A handful of major mortgage rates have come down today, including the 15 and 30 year fixed mortgage rates. For variable rates, the 5/1 variable rate mortgage also fell. Mortgage interest rates are never set in stone, but interest rates are historically low. If you are thinking of buying a home, this might be a good time to get a fixed rate. Before buying a home, don’t forget to consider your personal needs and your financial situation, and shop around with different lenders to find the one that’s right for you.
30-year fixed rate mortgages
For a 30-year fixed rate mortgage, the average rate you’ll pay is 3.14%, which is 5 basis points down from a week ago. (One basis point equals 0.01%.) The most commonly used loan term is a 30-year fixed mortgage. A 30 year fixed rate mortgage will usually have a lower monthly payment than a 15 year mortgage, but usually a higher interest rate. While you’ll pay more interest over time – you pay off your loan over a longer period – if you’re looking for a lower monthly payment, a 30-year fixed mortgage may be a good option.
15-year fixed rate mortgages
The average rate for a 15-year fixed-rate mortgage is 2.44%, which is a decrease of 2 basis points from the same period last week. Compared to a 30-year fixed mortgage, a 15-year fixed mortgage with the same loan value and the same interest rate will have a higher monthly payment. However, if you can afford the monthly payments, a 15-year loan has several advantages. You will usually get a lower interest rate and pay less interest overall because you pay off your mortgage much faster.
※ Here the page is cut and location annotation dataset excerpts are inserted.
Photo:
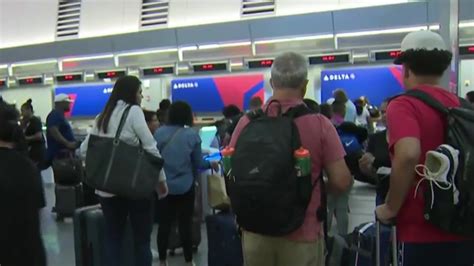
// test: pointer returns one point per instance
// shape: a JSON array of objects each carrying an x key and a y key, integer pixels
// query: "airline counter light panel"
[
  {"x": 158, "y": 71},
  {"x": 329, "y": 59},
  {"x": 210, "y": 67}
]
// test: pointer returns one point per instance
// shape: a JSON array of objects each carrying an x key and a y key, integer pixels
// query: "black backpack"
[
  {"x": 266, "y": 195},
  {"x": 454, "y": 218}
]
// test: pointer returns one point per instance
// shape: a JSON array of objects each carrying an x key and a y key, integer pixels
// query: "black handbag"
[{"x": 116, "y": 167}]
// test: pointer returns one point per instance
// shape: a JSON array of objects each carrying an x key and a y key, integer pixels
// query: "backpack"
[
  {"x": 266, "y": 195},
  {"x": 444, "y": 213}
]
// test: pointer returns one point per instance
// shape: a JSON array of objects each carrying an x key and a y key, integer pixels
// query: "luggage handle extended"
[{"x": 394, "y": 246}]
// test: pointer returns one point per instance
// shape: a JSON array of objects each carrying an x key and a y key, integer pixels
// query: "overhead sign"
[
  {"x": 376, "y": 83},
  {"x": 211, "y": 94}
]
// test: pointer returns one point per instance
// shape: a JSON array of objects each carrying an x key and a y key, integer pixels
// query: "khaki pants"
[{"x": 262, "y": 250}]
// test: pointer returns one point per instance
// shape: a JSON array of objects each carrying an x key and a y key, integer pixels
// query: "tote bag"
[{"x": 116, "y": 167}]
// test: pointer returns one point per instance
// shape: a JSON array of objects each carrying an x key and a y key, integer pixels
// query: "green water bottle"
[
  {"x": 227, "y": 153},
  {"x": 303, "y": 162},
  {"x": 303, "y": 173}
]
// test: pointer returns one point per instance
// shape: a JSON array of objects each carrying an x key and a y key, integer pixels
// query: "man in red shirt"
[
  {"x": 305, "y": 246},
  {"x": 414, "y": 129}
]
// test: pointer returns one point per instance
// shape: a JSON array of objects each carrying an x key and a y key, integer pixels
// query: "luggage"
[
  {"x": 174, "y": 241},
  {"x": 116, "y": 167},
  {"x": 224, "y": 242},
  {"x": 441, "y": 205},
  {"x": 265, "y": 162},
  {"x": 67, "y": 170},
  {"x": 68, "y": 198},
  {"x": 370, "y": 244},
  {"x": 89, "y": 238}
]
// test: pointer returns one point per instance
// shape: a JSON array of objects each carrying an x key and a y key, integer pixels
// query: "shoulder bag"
[{"x": 116, "y": 167}]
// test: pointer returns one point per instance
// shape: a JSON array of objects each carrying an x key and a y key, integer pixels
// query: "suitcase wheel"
[{"x": 59, "y": 218}]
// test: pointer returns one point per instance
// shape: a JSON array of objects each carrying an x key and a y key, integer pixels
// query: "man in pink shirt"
[{"x": 305, "y": 246}]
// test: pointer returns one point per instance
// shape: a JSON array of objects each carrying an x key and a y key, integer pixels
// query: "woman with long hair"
[
  {"x": 22, "y": 197},
  {"x": 181, "y": 148},
  {"x": 33, "y": 129},
  {"x": 127, "y": 92}
]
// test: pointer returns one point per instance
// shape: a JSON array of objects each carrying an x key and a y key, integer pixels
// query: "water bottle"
[
  {"x": 303, "y": 162},
  {"x": 227, "y": 153},
  {"x": 303, "y": 173}
]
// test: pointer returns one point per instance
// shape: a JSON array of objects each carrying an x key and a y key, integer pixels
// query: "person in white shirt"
[
  {"x": 363, "y": 115},
  {"x": 127, "y": 91}
]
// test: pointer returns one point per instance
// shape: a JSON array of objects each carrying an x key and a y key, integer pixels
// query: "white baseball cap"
[
  {"x": 421, "y": 40},
  {"x": 62, "y": 97}
]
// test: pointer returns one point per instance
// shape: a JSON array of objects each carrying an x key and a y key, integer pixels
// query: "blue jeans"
[
  {"x": 437, "y": 254},
  {"x": 116, "y": 211}
]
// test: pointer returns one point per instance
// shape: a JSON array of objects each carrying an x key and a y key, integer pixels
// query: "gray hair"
[{"x": 289, "y": 70}]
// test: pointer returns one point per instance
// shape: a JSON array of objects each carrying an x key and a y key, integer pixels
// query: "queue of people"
[{"x": 390, "y": 156}]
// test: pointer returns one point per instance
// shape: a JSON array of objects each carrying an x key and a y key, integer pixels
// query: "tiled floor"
[{"x": 59, "y": 238}]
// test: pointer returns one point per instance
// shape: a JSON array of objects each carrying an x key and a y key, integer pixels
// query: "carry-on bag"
[
  {"x": 67, "y": 169},
  {"x": 68, "y": 198},
  {"x": 174, "y": 241},
  {"x": 119, "y": 168},
  {"x": 224, "y": 242},
  {"x": 216, "y": 192},
  {"x": 89, "y": 238}
]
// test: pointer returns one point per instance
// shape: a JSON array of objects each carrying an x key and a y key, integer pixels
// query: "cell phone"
[{"x": 384, "y": 170}]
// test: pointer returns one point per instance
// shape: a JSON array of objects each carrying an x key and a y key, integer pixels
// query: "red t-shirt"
[
  {"x": 319, "y": 136},
  {"x": 409, "y": 117}
]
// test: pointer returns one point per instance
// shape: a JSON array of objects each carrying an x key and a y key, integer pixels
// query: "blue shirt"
[
  {"x": 57, "y": 119},
  {"x": 183, "y": 157},
  {"x": 351, "y": 112}
]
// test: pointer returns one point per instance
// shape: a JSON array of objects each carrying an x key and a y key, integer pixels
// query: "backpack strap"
[
  {"x": 298, "y": 111},
  {"x": 428, "y": 100}
]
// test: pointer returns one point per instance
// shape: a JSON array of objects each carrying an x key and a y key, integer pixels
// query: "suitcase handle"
[{"x": 394, "y": 246}]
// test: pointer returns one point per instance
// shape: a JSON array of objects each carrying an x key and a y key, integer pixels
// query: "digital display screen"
[
  {"x": 158, "y": 71},
  {"x": 387, "y": 55},
  {"x": 260, "y": 63},
  {"x": 111, "y": 74},
  {"x": 69, "y": 77},
  {"x": 329, "y": 59},
  {"x": 210, "y": 67},
  {"x": 466, "y": 50},
  {"x": 210, "y": 94},
  {"x": 87, "y": 100},
  {"x": 30, "y": 81}
]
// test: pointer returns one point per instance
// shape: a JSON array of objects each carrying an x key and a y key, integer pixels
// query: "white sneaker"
[{"x": 440, "y": 169}]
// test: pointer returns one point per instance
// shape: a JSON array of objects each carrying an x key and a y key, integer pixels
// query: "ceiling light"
[
  {"x": 32, "y": 63},
  {"x": 304, "y": 38},
  {"x": 209, "y": 46},
  {"x": 377, "y": 32},
  {"x": 75, "y": 59},
  {"x": 189, "y": 48},
  {"x": 148, "y": 52},
  {"x": 466, "y": 24},
  {"x": 360, "y": 55}
]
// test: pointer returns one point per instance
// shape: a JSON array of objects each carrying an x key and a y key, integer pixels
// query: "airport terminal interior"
[{"x": 210, "y": 54}]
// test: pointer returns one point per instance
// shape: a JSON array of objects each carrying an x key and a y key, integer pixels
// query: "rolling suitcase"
[
  {"x": 89, "y": 238},
  {"x": 68, "y": 198},
  {"x": 174, "y": 241},
  {"x": 371, "y": 244},
  {"x": 224, "y": 242}
]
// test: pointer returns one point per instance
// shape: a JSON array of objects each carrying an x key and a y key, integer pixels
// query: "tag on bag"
[{"x": 217, "y": 194}]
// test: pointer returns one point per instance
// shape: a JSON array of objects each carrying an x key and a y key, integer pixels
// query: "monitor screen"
[
  {"x": 87, "y": 100},
  {"x": 211, "y": 94}
]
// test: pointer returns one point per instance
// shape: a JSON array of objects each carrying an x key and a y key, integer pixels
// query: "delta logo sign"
[{"x": 212, "y": 94}]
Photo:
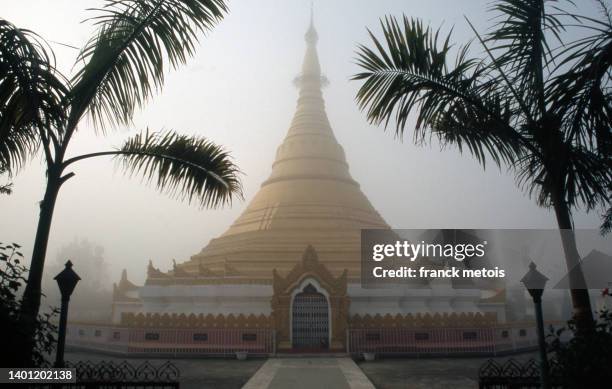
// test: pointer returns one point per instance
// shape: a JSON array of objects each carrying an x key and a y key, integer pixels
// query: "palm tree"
[
  {"x": 536, "y": 103},
  {"x": 118, "y": 70}
]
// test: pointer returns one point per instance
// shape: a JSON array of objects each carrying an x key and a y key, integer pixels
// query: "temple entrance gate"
[{"x": 310, "y": 319}]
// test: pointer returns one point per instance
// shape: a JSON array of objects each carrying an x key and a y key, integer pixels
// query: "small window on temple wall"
[
  {"x": 471, "y": 335},
  {"x": 373, "y": 336},
  {"x": 249, "y": 337},
  {"x": 421, "y": 336},
  {"x": 152, "y": 336},
  {"x": 200, "y": 337}
]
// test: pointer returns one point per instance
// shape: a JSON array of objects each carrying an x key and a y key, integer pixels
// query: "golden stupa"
[{"x": 309, "y": 199}]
5/1 adjustable rate mortgages
A 5/1 ARM has an average rate of 3.13%, a decrease of 5 basis points from a week ago. You will typically get a lower interest rate (compared to a 30-year fixed mortgage) with a 5/1 variable rate mortgage during the first five years of the mortgage. But market fluctuations can cause your interest rate to increase after this period, as stated in your loan terms. For borrowers who are considering selling or refinancing their home before rates change, an adjustable rate mortgage may be a good option. Otherwise, changes in the market can dramatically increase your interest rate.
Mortgage rate trends
We use rates collected by Bankrate, which is owned by the same parent company as CNET, to track daily mortgage rate trends. This table summarizes the average rates offered by lenders in the United States:
Average mortgage interest rates
|30 years fixed||3.14%||3.19%||-0.05|
|15 years fixed||2.44%||2.46%||-0.02|
|Giant 30-year mortgage rate||2.76%||2.80%||-0.04|
|30-year mortgage refinancing rate||3.13%||3.16%||-0.03|
Prices as of December 3, 2021.
How To Shop For The Best Mortgage Rate
You can get a personalized mortgage rate by connecting with your local mortgage broker or by using an online calculator. Be sure to take your current finances and goals into account when trying to find a mortgage. Things that affect the interest rate you might get on your mortgage include: your credit rating, down payment, loan-to-value ratio, and debt-to-income ratio. Having a good credit score, a larger down payment, a low DTI, a low LTV, or any combination of these factors can help you get a lower interest rate. The interest rate is not the only factor that affects the cost of your home. Also, be sure to take into account other factors such as fees, closing costs, taxes, and points of call. You should shop around with multiple lenders – such as credit unions and online lenders in addition to local and state banks – to get a loan that’s right for you.
How does the term of the loan affect my mortgage?
An important factor to consider when choosing a mortgage loan is the length of the loan or the payment schedule. The most commonly offered mortgage terms are 15 years and 30 years, although you can also find 10, 20 and 40 year mortgages. Another important distinction is between fixed rate and adjustable rate mortgages. The interest rates for a fixed rate mortgage are the same throughout the life of the loan. For adjustable rate mortgages, the interest rates are stable for a certain number of years (most often five, seven or 10 years), then the rate changes annually according to the market rate.
When deciding between a fixed rate mortgage and an adjustable rate mortgage, you need to consider how long you plan to stay in your home. Fixed rate mortgages may be more suitable for those who plan to live in a house for a period of time. Fixed rate mortgages offer greater stability over time compared to variable rate mortgages, but variable rate mortgages may offer lower interest rates initially. However, you might get a better deal with an adjustable rate mortgage if you only plan to keep your home for a few years. Generally, there is no better loan term; it all depends on your goals and your current financial situation. Make sure you do your research and think about what is most important to you when choosing a mortgage.